2. Click on or mouse over "Safety." This will bring up a submenu.
3. Click on "Tracking Protection." This will bring up the "Manage Add-ons" dialogue box.
4. Make sure "Tracking Protection" is selected under the list of "Add-on Types." Then click on "Your Personalized List."
5. Click the "Enable" button in the lower-right hand corner of the dialogue box.
Note : This does something similar to turning on the "Do Not Track" feature in Firefox, although Internet Explorer will also start automatically creating a list of blocked operators by monitoring the third-party content served up by the sites you visit. Rather than waiting to generate a list, users can simply subscribe to a pre-existing one. To subscribe to one such list:
1. Open up a new browser window.
3. Scroll down to the box that says "EasyPrivacy Tracking Protection List"

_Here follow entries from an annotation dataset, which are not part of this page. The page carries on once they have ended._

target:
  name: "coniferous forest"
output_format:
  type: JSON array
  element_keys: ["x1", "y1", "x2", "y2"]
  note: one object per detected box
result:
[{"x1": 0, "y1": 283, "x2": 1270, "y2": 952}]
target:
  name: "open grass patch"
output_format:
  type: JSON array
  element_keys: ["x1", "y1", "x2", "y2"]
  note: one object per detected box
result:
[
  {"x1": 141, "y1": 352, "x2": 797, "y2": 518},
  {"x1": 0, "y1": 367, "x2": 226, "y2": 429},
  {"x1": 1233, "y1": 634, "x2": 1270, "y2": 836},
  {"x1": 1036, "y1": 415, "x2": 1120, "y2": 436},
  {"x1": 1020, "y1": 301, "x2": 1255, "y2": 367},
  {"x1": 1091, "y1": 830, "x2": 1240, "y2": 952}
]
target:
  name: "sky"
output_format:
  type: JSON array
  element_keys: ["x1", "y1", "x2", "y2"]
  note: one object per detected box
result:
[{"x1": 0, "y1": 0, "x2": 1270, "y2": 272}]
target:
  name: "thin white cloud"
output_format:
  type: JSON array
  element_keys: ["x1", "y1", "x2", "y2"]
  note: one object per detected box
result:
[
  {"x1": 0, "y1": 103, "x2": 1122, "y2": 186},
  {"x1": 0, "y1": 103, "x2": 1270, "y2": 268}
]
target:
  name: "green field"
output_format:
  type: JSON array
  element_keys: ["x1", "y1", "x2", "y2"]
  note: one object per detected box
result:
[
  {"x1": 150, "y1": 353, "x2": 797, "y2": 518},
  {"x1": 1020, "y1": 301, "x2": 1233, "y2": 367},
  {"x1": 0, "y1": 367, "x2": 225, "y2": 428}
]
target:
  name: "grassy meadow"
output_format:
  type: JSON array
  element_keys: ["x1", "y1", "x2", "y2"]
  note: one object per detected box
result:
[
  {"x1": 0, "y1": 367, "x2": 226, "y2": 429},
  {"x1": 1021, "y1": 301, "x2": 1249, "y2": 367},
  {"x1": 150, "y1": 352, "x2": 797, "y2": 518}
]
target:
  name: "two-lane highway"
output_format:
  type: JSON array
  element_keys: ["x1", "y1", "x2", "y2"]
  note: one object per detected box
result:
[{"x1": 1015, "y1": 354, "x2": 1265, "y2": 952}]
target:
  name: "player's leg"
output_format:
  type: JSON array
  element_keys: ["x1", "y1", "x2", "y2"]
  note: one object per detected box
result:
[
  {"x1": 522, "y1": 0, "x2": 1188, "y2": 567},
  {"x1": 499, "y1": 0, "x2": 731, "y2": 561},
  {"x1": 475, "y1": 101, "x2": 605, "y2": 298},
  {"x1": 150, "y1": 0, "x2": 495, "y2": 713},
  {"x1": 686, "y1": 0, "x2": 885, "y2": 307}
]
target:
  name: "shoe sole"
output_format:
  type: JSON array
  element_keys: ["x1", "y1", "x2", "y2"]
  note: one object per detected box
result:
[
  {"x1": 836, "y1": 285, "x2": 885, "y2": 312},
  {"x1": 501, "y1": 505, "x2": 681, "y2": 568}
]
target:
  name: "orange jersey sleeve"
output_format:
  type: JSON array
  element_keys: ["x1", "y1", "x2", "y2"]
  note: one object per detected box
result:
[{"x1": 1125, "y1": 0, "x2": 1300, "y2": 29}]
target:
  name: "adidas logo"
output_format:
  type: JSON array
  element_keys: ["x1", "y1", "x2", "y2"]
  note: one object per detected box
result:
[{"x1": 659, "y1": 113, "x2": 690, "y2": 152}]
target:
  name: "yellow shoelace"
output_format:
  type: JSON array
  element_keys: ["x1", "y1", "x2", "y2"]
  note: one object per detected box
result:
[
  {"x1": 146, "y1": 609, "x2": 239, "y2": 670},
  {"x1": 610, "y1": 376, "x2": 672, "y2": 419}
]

4. Click on the link to "Add EasyPrivacy Tracking Protection list to Internet Explorer 9." This will bring up the "Tracking Protection" dialogue box.
5. Click on "Add List."
Google Chrome 10
1. Open up a new browser window.
2. Go to https://chrome.google.com/webstore. This will take you to the Chrome Web store.
3. In the "Search the store" box, enter "keep my opt outs"
4. Click on the icon for Google's Keep My Opt Outs extension. This will take you to the Keep My Opt Outs page in the Chrome store.
5. Click the "Install" button on the right side of the page. Wait until Chrome confirms that it has installed the extension.
6. In the "Description" box on that page, click on the link to http://www.aboutads.info/choices/.
7. The page that loads will tell you what ad networks you may already have opted out of.
8. After the site finishes analyzing your browser settings, click on the "All Participating Companies" tab. From here you can select individual networks and tracking companies you can opt out of. Or you can click on "Select All Shown" to choose all of them at once.
9. Click on the "Submit your choices" button.
Note : AdBlock Plus is also available for Chrome and represents an alternative to the Keep My Opt Outs method. Chrome users can search for and install AdBlock Plus from the Chrome Web store.